Opini

Gus Dur dan Cerita Hizib Shofi

Sel, 2 Januari 2018 | 01:55 WIB

Oleh Nur Khalik Ridwan

Di Jawa Tengah bagian barat, terdapat seorang Kiai. Saya menyebutnya, Kiai KUA, karena pekerjaan sehari harinya di Kantor Urusan Agama di sebuah kecamatan, dan sudah pensiun.

Kiai KUA berguru salah satunya kepada seorang kiai dari Buntet. Namanya Kiai Akyas. Kiai KUA, mengambil ilmu Kiai Akyas, salah satunya ijazah wirid Hizib Mubarok. Pengamalannya dibaca setiap ba'da maktubah atau setelah sholat 5 waktu. Ijazah diperoleh pada tahun 70-an.

Salah satu anak dari Kiai KUA, ikut mengamalkan Hizib Mubarok, atas dawuh dari ayahya itu. Namanya saya sebut Kang Saleh.

Kiai KUA yang sangat menghormati Gus Dur, pada suatu malam mengalami mimpi. Dia didatangi Gus Dur, dan berkata: "Aku telah memberi anakmu sebuah buku." Pada besuk paginya, Kiai KUA, memanggil anaknya dan meminta keterangan.

Kang Saleh, anak Kyai KUA, adalah seorang guru agama. Dia berdasarkan dawuh dari ayahnya, mengamalkan Hizib Mubarok dan mudawamah sholat tahajud. Suatu ketika setelah sholat tahajud ia mendengar suara yg sangat jelas dalam pendengaran batinnya, berbunyi: "Shodaqta". Lalu, setelah itu ada suara berbunyi "Kuat..!" Tidak lama setelah itu, Kang Saleh mendengar suara gemercik air masuk ke telinganya seraya memasukkan lafadz Hizib Shofi.

Setelah mendapat Hizib Shofi tersebut ia mendadak lupa dengan lafadz Hizib Mubarok yg sudah didawamkan selama 8 tahun. Pada peristiwa "masuknya" Hizib Shofi itu ia juga melihat salah seorang kiai ternama dari Cirebon.

Hizib Shofi, menurut Kang Saleh, sebagaimana suara yg terdengar saat itu berfungsi: 1. Untuk memohon kebaikan diri pribadi; 2. memohon kebaikan utk masyarakat luas; dan 3. memohon kebaikan utk bangsa dan negara Republik Indonesia.

Bersamaan dengan diterimanya Hizib Shofi, Kang Saleh juga diberi wirid untuk dimudawamahkan, yaitu:

١. لاحول ولا قوۃ الا بالله العلي العظيم ١۰۰ x
٢. سورۃ الفاتحۃ ١۰۰ x
٣. استغفرالله العظيم ١۰۰ x

Bersamaan dengan itu pula, Kang Saleh diminta agar selalu nderes Al-Qur'an dan mencatat ayat-ayat penting dalam buku catatan.

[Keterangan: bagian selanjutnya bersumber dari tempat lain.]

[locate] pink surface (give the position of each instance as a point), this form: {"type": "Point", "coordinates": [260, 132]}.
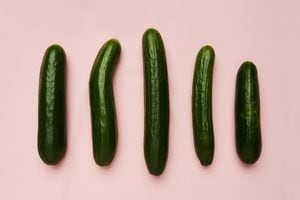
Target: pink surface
{"type": "Point", "coordinates": [266, 32]}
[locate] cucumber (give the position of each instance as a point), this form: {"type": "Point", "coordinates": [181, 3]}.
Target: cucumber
{"type": "Point", "coordinates": [202, 106]}
{"type": "Point", "coordinates": [104, 126]}
{"type": "Point", "coordinates": [247, 114]}
{"type": "Point", "coordinates": [52, 106]}
{"type": "Point", "coordinates": [156, 100]}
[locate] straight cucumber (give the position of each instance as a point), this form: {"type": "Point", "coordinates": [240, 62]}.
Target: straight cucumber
{"type": "Point", "coordinates": [52, 106]}
{"type": "Point", "coordinates": [247, 114]}
{"type": "Point", "coordinates": [104, 126]}
{"type": "Point", "coordinates": [202, 105]}
{"type": "Point", "coordinates": [156, 133]}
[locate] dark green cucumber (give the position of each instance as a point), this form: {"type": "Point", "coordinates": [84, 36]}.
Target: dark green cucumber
{"type": "Point", "coordinates": [202, 105]}
{"type": "Point", "coordinates": [52, 106]}
{"type": "Point", "coordinates": [247, 114]}
{"type": "Point", "coordinates": [156, 98]}
{"type": "Point", "coordinates": [104, 126]}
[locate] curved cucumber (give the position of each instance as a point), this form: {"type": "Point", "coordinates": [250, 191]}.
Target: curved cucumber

Cerita inilah yang diceritakan Kang Saleh kepada ayahnya. Dan, Kyai KUA, baru mengerti setelah Anaknya bercerita, dan yang dimaksud Gus Dur tentang "buku yang diberikan kepada anaknya" ternyata adalah serangkaian Hizib Shofi dan beberapa wirid di atas dan nderes Al-Qur'an. Saya memperoleh cerita itu dari sahabat kami, yang dekat dengan Kang Saleh. Lafazh dari Hizib Shofi itu adalah:

"وصلی الله علی سيدنا محمد وعلی اله وصحبه وبارك وسلم اجمعين,

ولاحول ولاقوۃ الابالله العلي العظيم,

سورۃ الفاتحۃ."

Cerita ini memberikan hikmah pengertian bahwa, ada sejenis laku wirid melalui jalan bimbingan Ruhani seperti ini. Dalam cerita sufi, hal seperti ini seperti cerita Syekh Uwaisy al-Qarni, yang tidak bertemu fisik dengan Kanjeng Nabi, tetapi memperoleh bimbingan dari Kanjeng Nabi.

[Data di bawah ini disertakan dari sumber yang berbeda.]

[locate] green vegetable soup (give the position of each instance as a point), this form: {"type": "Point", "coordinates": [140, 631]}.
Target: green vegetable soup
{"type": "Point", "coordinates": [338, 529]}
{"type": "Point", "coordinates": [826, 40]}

Kisah seperti ini juga ada di dalam Kitab Ihya, ketika menceritakan tasbih dengan redaksi Subhanalloh al-'Aliyyid Dayyan, Subhanalloh asy-Syadidil Arkan, Subhana man Yadzhabu bilIai wa ya'ti bin Nahar, Subhana man la Yusghiluhu Sya'nun 'an Sya'nin, Subhanalloh al-Hannanil Mannan, Subhanalloh al-Musabbahi fi kulli makan, yang menurut Syaikh Ma'ruf al-Karkhi didengar dari sebagian wali Abdal, yang mendapatkan melalui pendengaran batin yang keras, setelah disiplin wirid dan sholat, di pinggir laut. Jadi ada di antara para ahli wirid itu yg menggunakan jalan seperti ini.

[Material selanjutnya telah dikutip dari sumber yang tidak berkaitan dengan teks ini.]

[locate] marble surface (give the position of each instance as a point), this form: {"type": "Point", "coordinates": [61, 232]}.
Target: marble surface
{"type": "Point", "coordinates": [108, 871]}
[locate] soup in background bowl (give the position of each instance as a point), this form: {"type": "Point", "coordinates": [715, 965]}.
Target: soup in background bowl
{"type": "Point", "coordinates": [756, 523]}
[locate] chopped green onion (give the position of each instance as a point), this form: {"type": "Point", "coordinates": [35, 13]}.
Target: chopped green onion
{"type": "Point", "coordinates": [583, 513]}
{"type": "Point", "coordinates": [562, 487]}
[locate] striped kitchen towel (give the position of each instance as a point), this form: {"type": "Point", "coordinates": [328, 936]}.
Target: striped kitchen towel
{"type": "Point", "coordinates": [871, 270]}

Hikmah kedua, seorang yang mudawamah terdapat amalan-amalan tertentu, dia bisa memperoleh warid, sesuatu yang datang kepadanya, berupa pengalaman-pengalaman spiritual. Melalui cerita ini, Gus Dur pun, memberi kabar kepada seorang ayah melalui mimpi, atas anugrah yang diperoleh anaknya. Wallahu a'lam.

Penulis adalah penggubah buku "Suluk Gus Dur: Bilik-bilik Spiritual Sang Guru Bangsa (Ar-Ruzz Media, 2013)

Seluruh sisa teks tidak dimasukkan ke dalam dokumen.